Federal regulators have relented and given state Medicaid programs a full year to collect and return overpayments made to providers. 

In its initial draft of the rule, the Centers for Medicare & Medicaid Services proposed forcing states to return the federal portion of any overpayments within 60 days.

Regulators were deluged with comments, which were collected until April 16. The final rule was published May 29 in the Federal Register.

The rule adds time for the recovery of overpayments resulting directly from fraud.

Providers and their advocates were up in arms about the proposed rule because it appears to add more layers of burden on them, such as having to conduct extra audits and inquiries to recover possible overpayments.

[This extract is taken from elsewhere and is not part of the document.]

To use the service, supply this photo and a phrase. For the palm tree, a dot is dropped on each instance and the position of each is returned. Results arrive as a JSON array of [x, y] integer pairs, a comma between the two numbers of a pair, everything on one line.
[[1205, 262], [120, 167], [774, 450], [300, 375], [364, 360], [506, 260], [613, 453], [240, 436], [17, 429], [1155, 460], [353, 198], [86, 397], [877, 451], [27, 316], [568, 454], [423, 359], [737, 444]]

They also did not like the proposed 10-year look-back period, or the fact that authorities would be able to pursue legal remedies under the False Claims Act.

Providers also fear that administrative time and costs will be much more than regulators have suggested.

The rule (CMS-2292-F) comes under Section 6506 of the Patient Protection and Affordable Care Act.

By offering three options, regulators grant states more flexibility in collecting and returning overpayments:

• A standard schedule, under which states would entirely return any federally deserved overpayments within three years.

• A payment schedule that makes allowances for times of economic distress. Lower installment payments would be allowed at the beginning of a three-year payback period.

• The option of an additional three-year repayment window that states could request during periods of economic distress.